Tak hanya itu, pemanfaatan KKP juga dapat mengurangi idle cash (dana menganggur) dari uang persediaan (UP) satker dan cost of fund pemerintah dari transaksi UP.

Penggunaan KKP juga memberikan kemudahan ketika melakukan belanja produk dalam negeri dari UMKM melalui platform katalog elektronik, toko daring, dan marketplace berbasis platform pembayaran pemerintah.

Sementara itu Piter menyoroti beberapa manfaat penting dari KKP diantaranya meningkatkan transparansi dan akuntabilitas pemerintah.

Yang namanya jejak digital itu kan sangat mudah untuk dilacak dibandingkan cash jadi lebih transparan. Akuntabilitasnya juga akan jauh lebih baik. Masyarakat akan lebih mudah meminta pertanggungjawaban dari pemerintah terkait penggunaan APBN. Karena semuanya digital ya,” ungkap Piter.

Di samping itu penggunaan KKP akan mempercepat pelaksanaan pengadaan, pembelian, dan sebagainya.

“Kalau dari sisi vendor, khususnya UMKM, penggunaan kartu kredit pemerintah ini lebih menjamin untuk pembayarannya. Pembayaran lebih pasti, lebih cepat, dan akuntabel. UMKM terlindungi. Jadi dalam banyak hal, saya kira kartu kredit pemerintah ini adalah sesuatu yang positif yang bisa membantu memperbaiki banyak hal,” kata Piter.

Dorong kemandirian dan inklusi keuangan

Pada akhir Agustus 2022, pemerintah berkolaborasi dengan BI dan himpunan bank milik negara (Himbara) meluncurkan Kartu Kredit Pemerintah (KKP) Domestik.
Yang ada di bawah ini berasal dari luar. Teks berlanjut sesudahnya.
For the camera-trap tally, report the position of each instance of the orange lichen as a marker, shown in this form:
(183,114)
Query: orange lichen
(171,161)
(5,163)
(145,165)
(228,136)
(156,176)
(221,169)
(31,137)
Varian KKP ini berbeda dari KKP sebelumnya. pada varian sebelumnya KKP menggunakan skema pemrosesan visa dan mastercard. Sedangkan varian KKP domestik menggunakan skema pemrosesan domestik melalui Gerbang Pembayaran Nasional (GPN).

Penerbitan KKP Domestik juga sejalan dengan penguatan Gerakan Bangga Buatan Indonesia (GBBI) pada aspek pembayaran.
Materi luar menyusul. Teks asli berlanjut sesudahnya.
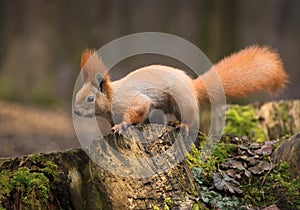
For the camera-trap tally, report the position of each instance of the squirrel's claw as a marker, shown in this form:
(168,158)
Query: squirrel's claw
(120,128)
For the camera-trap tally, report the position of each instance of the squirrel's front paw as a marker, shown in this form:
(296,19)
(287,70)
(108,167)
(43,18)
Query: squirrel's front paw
(120,128)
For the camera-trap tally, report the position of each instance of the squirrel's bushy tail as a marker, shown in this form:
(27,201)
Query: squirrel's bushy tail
(242,74)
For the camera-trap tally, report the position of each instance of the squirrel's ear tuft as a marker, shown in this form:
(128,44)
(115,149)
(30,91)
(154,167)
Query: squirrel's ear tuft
(87,53)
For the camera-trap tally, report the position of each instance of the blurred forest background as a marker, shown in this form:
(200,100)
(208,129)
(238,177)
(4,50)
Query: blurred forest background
(41,41)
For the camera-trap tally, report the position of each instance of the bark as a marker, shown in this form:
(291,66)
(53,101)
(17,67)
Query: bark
(85,183)
(279,118)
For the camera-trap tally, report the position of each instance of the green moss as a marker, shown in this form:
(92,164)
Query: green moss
(241,120)
(167,203)
(31,185)
(198,206)
(155,207)
(5,185)
(224,151)
(275,187)
(283,112)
Piter memandang penggunaan mekanisme GPN untuk KKP sangat baik karena merupakan salah satu upaya membangun nasionalisme. Dengan menggunakan GPN berarti kita tidak memiliki kewajiban untuk membayar kepada pihak asing terhadap layanan transaksi dengan menggunakan kartu tersebut.

“Kalau kita menggunakan Visa atau MasterCard atau yang lain, itu kita harus membayar kepada mereka (pihak asing). Setiap transaksi kita harus kita bayar sekian persen fee-nya. Dan nominalnya itu kalau kita kalikan dengan total transaksi nasional itu sangat besar, bisa ratusan miliar dan itu sangat merugikan kita,” terangnya.
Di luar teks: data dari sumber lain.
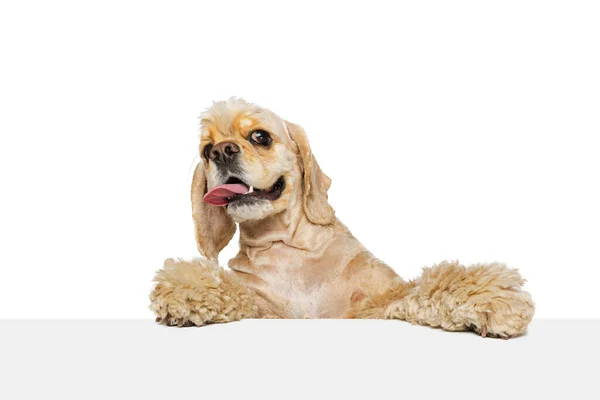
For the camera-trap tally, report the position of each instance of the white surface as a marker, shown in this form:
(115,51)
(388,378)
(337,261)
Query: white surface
(478,119)
(125,359)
Di samping meningkatkan efisiensi biaya transaksi, pemanfaatan sistem GPN juga dapat mengurangi potensi ketidakamanan data dan transaksi kartu kredit, serta mendorong kemandirian nasional.

Dikutip dari Majalah Treasury Indonesia II/2023, Direktur Pelaksanaan Anggaran DJPB, Tri Budhianto mengatakan KKP Domestik diharapkan dapat meningkatkan pembelian produk dalam negeri sehingga dapat mengurangi ketergantungan terhadap produk impor.

KKP Domestik sebagai salah satu bentuk gerakan nasional nontunai (GNNT) dikembangkan menggunakan mekanisme QRIS berbasis sumber dana kredit yang seluruh transaksinya diproses di dalam negeri.

Satuan kerja melakukan belanja barang/jasa produk dalam negeri dengan KKP Domestik via QRIS pada aplikasi mobile banking tiga bank Himbara (BRI, Mandiri, dan BNI) dengan limit terbatas hingga Rp10 juta.

Transaksi KKP Domestik via QRIS dapat mengerek pendapatan UMKM, mengingat jaringan merchant QRIS yang luas dan didominasi oleh UMKM. Per 2022 saja, KKP Domestik dapat digunakan di lebih dari 20 juta merchant QRIS di seluruh Indonesia dan akan terus bertambah.

“KKP Domestik diharapkan dapat mengoptimalkan skema pembayaran domestik berbasis fasilitas kredit untuk memfasilitasi transaksi pemerintah pusat dan daerah. UMKM juga turut terbantu dengan KKP Domestik yang dapat memperluas akseptasi transaksi nontunai menjadi lebih inklusif,” jelas Tri.

Hingga triwulan II 2023, data aplikasi SAKTI DJPb mencatat KKP Domestik telah digunakan oleh kurang lebih 600 satker di seluruh Indonesia. Nilai transaksi KKP Domestik yang dilakukan oleh satker K/L tersebut diperkirakan mencapai sebesar Rp26 miliar, dengan nilai transaksi terbesar diperoleh dari transaksi satker di wilayah DKI Jakarta.

Tri Budhianto menerangkan berbagai langkah ditempuh DJPB untuk mendorong pemanfaatan KKP Domestik. Di samping sosialisasi, peningkatan koordinasi seluruh Kanwil DJPb maupun KPPN dengan perbankan serta satker mitra kerja masing-masing. Selain itu DJPb juga melakukan optimalisasi transaksi belanja pemerintah menggunakan KKP Domestik dengan menetapkan target untuk setiap wilayah dan melakukan koordinasi intensif dengan bank Himbara.

“Kami mengupayakan interkoneksi data transaksi KKP/KKP Domestik dengan pihak Himbara untuk meningkatkan kualitas monitoring dan evaluasi Kartu Kredit Pemerintah,” ucapnya.

Pengembangan Kartu Kredit Pemerintah (KKP) masih terus berlanjut disertai dengan penyesuaian limit.

Pada Mei 2023 pemerintah menerbitkan KKP Domestik kartu fisik seperti KKP non-domestik sehingga bisa digesek di Mesin Electronic Data Capture (EDC), dengan tambahan metode transaksi menggunakan mekanisme QRIS pada aplikasi mobile banking. KKP dalam bentuk kartu fisik ini kemudian direbranding dengan jenama Kartu kredit Indonesia (KKI) segmen pemerintah dengan limit hanya sampai Rp200 juta.

Sementara itu, untuk tahapan pengembangan selanjutnya, Bank Indonesia akan menerbitkan kartu KKI segmen pemerintah online payment untuk mengakomodir transaksi pemerintah yang di atas Rp200 juta sekali transaksi.

Saya kira ini adalah gagasan bagus, inisiatif yang sangat bagus. Persoalannya adalah bagaimana kita mensinkronkan, mengharmonisasi ketentuan-ketentuan yang ada. Sehingga pelaksanaan penggunaan kartu kredit pemerintah di dalam setiap transaksi, setiap belanja pemerintah itu bisa dilakukan secara baik dan bisa dipertanggungjawabkan,” pungkas Piter.